Mit jedem Amtsarzt hätte man ausdiskutieren können, dass die ersten drei Reihen im Aufführungssaal frei bleiben, dass Abstandsregeln bei geringeren Besucherzahlen eingehalten würden, meinetwegen auch ein unsinniger Maskenschutz, wenn sich damit jemand besser fühlt, der Abendspielleiter könnte für die Sitzordnung verantwortlich sein. Bernd Loebe, Intendant der Frankfurter Oper, wäre mit Lunchtime-Konzerten einverstanden, auch wenn nur 50 Besucher anwesend wären, Hauptsache, es geht weiter. Und so hätte es auch mit den Festivals weitergehen können. Geringere Besucherzahlen, Regeln berücksichtigen und Künstler auftreten lassen. Können wir endlich wieder anfangen zu denken? Irgendwo habe ich jetzt gelesen, dass jeder, der bislang nicht verstanden hat, was 1933 passiert ist, gerade mal schauen könne, wie so was passiert. Ja, der Vergleich hinkt. Aber wenn er dazu dient zu verstehen, dass der Kampf der Kulturschaffenden eigentlich längst begonnen haben müsste, lasse ich ihn durchgehen.

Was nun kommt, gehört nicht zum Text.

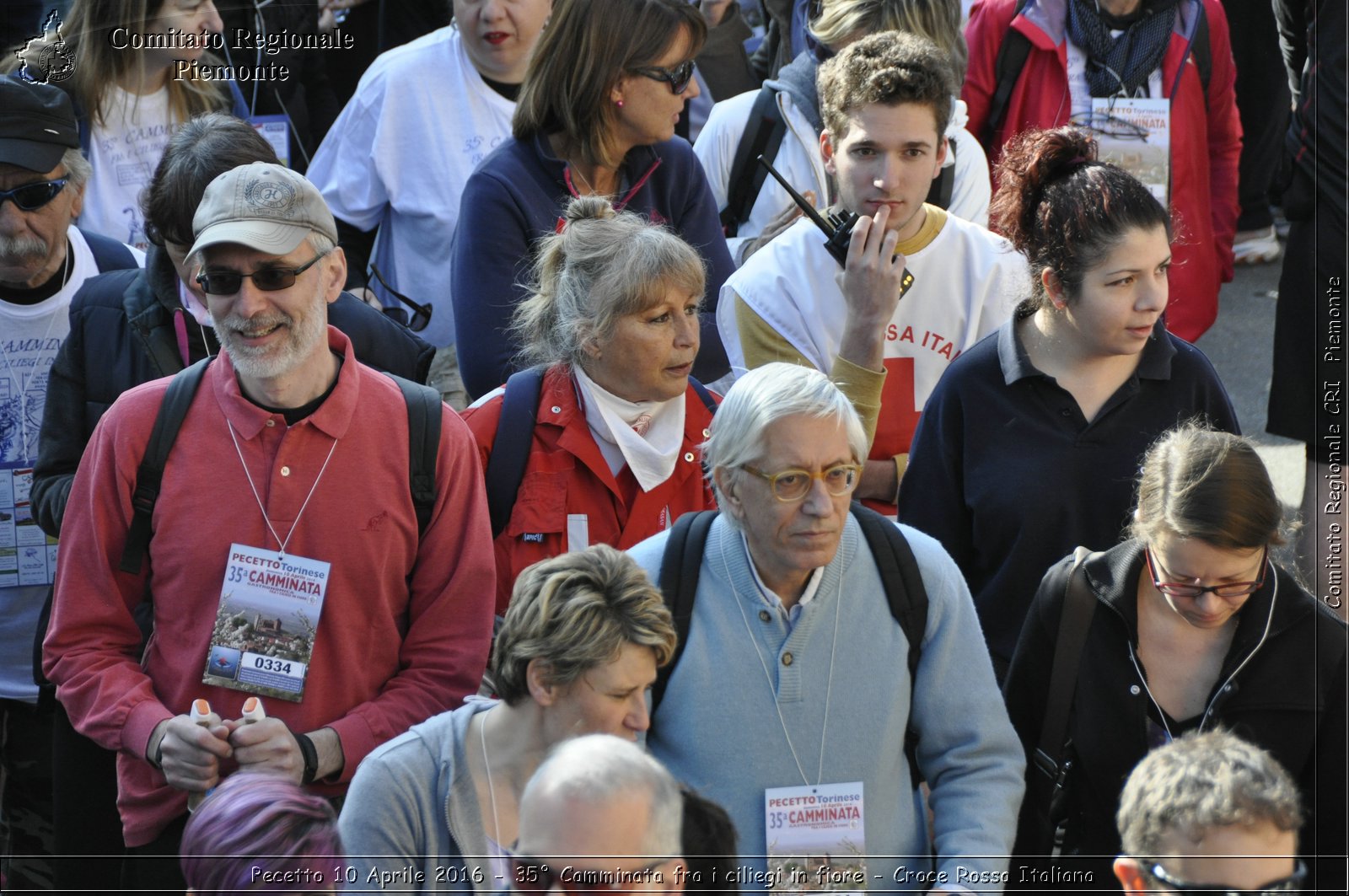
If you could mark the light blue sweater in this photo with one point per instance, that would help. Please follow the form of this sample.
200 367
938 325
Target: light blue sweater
717 727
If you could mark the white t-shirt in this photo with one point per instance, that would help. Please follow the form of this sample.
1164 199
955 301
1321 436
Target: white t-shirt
400 155
125 153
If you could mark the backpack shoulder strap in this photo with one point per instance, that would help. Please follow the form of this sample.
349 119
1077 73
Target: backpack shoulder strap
907 595
177 400
510 448
679 584
1012 56
706 397
424 410
762 137
1074 621
108 254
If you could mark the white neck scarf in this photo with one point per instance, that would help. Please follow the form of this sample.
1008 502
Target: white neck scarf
652 455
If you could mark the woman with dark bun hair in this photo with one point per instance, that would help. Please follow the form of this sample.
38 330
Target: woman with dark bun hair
1029 443
614 453
1194 628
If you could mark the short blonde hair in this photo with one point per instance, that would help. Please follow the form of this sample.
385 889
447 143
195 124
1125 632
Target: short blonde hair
573 613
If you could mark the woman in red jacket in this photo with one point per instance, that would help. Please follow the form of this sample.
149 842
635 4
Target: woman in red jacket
614 453
1079 51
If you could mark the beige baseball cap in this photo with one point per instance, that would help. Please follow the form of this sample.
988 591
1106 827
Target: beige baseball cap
263 207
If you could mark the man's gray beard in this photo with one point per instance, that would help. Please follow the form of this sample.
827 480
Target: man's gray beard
17 249
270 362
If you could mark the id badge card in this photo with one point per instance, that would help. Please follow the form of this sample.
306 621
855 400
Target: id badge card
266 624
816 838
1137 135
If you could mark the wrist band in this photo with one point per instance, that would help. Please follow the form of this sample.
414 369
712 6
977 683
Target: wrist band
310 754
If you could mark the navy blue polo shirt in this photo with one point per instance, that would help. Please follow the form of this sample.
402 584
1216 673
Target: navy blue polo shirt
1009 476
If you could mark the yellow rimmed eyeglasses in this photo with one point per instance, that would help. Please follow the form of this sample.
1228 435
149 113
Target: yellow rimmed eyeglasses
793 485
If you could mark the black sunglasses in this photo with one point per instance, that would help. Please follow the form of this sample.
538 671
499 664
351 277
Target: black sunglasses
269 280
30 197
676 78
1283 885
422 314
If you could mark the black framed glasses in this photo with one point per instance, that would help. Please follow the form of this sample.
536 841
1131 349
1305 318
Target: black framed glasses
422 314
30 197
676 78
269 280
1231 590
1288 884
529 875
793 485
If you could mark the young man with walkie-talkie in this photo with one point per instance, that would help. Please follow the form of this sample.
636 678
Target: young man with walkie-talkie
885 101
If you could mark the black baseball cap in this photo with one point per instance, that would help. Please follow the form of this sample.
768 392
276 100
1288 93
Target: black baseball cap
37 125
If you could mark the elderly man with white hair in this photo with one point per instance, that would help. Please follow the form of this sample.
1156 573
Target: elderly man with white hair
599 814
799 604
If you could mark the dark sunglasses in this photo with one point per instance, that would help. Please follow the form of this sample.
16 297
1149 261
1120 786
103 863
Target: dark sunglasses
1283 885
676 78
1190 590
530 875
269 280
422 314
30 197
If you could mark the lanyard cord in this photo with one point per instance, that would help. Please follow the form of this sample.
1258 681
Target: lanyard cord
258 498
829 687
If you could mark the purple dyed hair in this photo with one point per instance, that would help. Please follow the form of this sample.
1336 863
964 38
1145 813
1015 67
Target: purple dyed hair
256 824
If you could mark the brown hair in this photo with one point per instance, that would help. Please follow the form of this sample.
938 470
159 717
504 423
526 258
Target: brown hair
889 67
587 46
577 612
200 152
1063 209
1207 485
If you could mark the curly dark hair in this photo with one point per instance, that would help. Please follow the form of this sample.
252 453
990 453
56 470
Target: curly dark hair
889 67
1065 209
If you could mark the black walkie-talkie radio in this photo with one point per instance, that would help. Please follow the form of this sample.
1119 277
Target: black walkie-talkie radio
838 228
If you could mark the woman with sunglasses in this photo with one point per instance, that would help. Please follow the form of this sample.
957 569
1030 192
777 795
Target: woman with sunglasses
597 116
575 655
134 78
615 424
1193 626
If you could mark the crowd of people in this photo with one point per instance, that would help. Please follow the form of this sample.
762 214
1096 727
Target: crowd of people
572 456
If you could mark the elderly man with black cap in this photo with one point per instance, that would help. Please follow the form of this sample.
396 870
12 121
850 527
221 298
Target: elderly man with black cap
44 260
289 555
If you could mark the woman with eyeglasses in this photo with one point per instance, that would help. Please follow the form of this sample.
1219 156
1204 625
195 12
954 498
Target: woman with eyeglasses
1193 626
609 433
597 116
1029 442
575 655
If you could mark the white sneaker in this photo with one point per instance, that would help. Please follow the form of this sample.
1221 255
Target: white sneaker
1259 247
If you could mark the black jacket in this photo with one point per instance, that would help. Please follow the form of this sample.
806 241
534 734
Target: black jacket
121 335
1282 689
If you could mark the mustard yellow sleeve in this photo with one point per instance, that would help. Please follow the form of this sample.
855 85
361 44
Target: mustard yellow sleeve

Liebe Festivalveranstalter, schickt mir bitte keine Pressemitteilungen mehr dazu, dass Euer Festival nicht stattfindet, weil die Regierung das so beschlossen hat. Wenn Ihr mir mitteilt, dass Ihr mit Euren Kommunen Absprachen getroffen habt, wie Ihr Euer Festival trotz der Kulturfeindlichkeit der Regierung durchführen wollt, berichten wir sofort und gern darüber. Liebe Privattheater: Wir wollen nicht mehr darüber berichten, dass Ihr um Eure finanzielle Existenz kämpft, weil staatliche Hilfsprogramme eh kläglich versagen, sondern wir möchten darüber erzählen, wir Ihr Euch gegen die Obrigkeit durchsetzt und den unsinnigen Aufführungsverboten den Kampf ansagt. Das ist Eure Aufgabe jetzt!

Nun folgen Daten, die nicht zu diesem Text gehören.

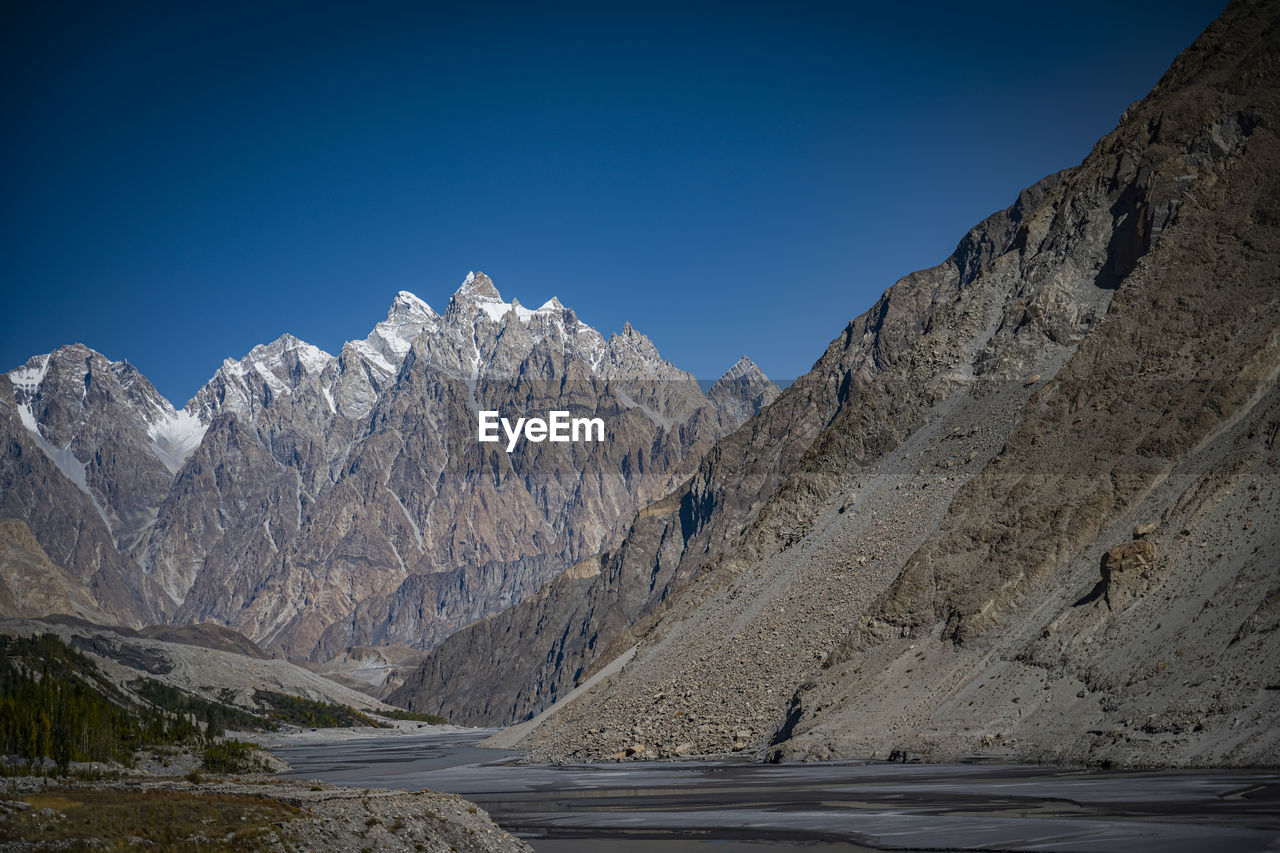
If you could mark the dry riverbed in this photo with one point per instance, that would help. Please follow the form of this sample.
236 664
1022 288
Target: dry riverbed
167 802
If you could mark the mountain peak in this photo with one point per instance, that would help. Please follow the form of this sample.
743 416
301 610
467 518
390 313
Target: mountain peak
408 305
741 368
743 391
478 286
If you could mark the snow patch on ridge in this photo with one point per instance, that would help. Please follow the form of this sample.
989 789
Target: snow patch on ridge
176 437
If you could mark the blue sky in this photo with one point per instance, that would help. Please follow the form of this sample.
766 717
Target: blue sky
184 181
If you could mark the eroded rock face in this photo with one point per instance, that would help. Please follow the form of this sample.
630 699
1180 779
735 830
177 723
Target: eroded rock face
899 555
1128 570
316 501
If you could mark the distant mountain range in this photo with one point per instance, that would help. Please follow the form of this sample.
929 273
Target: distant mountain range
1025 507
315 501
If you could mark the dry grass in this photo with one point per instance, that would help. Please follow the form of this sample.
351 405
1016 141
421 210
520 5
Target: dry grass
169 820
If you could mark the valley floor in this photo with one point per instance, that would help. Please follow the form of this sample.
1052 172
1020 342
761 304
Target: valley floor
662 807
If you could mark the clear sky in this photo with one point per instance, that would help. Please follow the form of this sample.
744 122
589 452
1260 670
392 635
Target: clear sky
183 181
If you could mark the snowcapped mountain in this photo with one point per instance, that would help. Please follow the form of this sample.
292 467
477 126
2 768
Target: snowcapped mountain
316 501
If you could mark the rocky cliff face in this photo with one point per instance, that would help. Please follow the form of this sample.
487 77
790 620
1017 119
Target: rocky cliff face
318 501
1025 505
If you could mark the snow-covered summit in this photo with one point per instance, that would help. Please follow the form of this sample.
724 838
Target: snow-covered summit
270 370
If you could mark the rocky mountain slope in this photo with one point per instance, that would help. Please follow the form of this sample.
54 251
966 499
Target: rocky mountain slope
1023 507
316 501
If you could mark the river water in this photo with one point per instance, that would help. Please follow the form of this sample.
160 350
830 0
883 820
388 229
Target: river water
699 806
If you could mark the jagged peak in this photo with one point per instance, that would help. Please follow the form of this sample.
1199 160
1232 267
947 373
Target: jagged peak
741 368
478 286
407 304
312 357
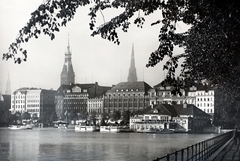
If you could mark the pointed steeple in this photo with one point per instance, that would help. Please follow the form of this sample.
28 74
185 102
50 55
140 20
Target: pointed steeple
67 75
8 87
132 75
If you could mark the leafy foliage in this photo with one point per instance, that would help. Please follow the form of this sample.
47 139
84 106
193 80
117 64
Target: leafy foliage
210 45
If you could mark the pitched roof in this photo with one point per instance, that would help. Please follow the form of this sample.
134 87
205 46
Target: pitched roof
123 86
190 110
162 109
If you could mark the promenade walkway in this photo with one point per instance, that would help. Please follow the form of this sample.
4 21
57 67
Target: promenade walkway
229 152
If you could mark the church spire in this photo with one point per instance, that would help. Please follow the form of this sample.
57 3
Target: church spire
8 87
132 75
67 75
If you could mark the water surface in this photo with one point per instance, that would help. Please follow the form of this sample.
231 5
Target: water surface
62 145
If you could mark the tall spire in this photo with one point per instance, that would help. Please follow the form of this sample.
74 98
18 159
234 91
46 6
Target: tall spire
68 47
8 87
132 75
67 75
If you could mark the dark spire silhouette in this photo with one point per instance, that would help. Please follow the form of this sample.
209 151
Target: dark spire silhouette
132 75
8 87
67 75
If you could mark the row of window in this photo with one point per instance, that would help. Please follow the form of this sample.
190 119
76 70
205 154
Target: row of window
208 110
205 93
205 99
33 110
33 105
79 96
123 95
95 105
117 90
204 104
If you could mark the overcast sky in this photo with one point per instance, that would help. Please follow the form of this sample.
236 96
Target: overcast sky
94 59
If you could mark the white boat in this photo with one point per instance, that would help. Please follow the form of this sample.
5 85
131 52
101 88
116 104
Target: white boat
104 128
112 129
21 127
155 131
85 128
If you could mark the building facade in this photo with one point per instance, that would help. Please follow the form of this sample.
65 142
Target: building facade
5 105
95 105
35 101
19 100
74 97
162 94
124 96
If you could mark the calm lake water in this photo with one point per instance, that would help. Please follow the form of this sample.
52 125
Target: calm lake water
60 145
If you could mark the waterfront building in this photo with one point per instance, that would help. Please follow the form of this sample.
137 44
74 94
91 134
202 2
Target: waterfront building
5 105
205 99
67 75
162 94
191 118
18 100
200 95
74 97
35 101
124 96
191 95
95 105
40 102
132 75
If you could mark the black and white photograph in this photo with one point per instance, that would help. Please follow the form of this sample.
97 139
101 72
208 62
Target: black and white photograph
119 80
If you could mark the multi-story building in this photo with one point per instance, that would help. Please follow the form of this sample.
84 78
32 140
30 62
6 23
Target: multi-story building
131 96
35 101
18 100
40 101
74 97
201 96
5 105
162 94
205 99
95 105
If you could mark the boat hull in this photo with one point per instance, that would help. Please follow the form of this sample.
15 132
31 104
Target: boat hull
86 128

Wir, das Publikum und die Berichterstatter, erwarten von Euch, dass Ihr mit kreativen Konzepten Sondergenehmigungen erwirkt und Eure Aufführungen gegen den Handstreich der Regierung durchsetzt. Hat es jemals zuvor Gaukler und Narren gegeben, die sich von einer Regierung haben vorschreiben lassen, wann Kunst stattfindet? Auf Jahrmärkten und bei Hofe war es – auch zu Seuchenzeiten – Pflicht, den Oberen die Nase zu zeigen. So viel Mut muss sein.

Das Aufführungsverbot der Regierung ist eine Kampfansage. Und die Kulturinstitutionen wie Theater, Opernhäuser und Festivals werden erleben, dass die Schützenvereine des Landes das Veranstaltungsverbot nicht so einfach hinnehmen. Auch Schützenvereine, die im Zeitraum bis Ende August ihre wichtigsten Veranstaltungen auf dem Terminkalender haben, erheben zu Recht den Anspruch, zur Kultur des Landes zu gehören. Aber es kann ja nicht sein, dass die Schützenvereine den Kampf für die Kulturschaffenden im herkömmlichen Sinne führen. Da muss – endlich – schon mehr von den Menschen kommen, die behaupten, sich für das kulturelle Angebot in Deutschland einzusetzen. Augenmaß statt Handstreich ist die Forderung der Stunde.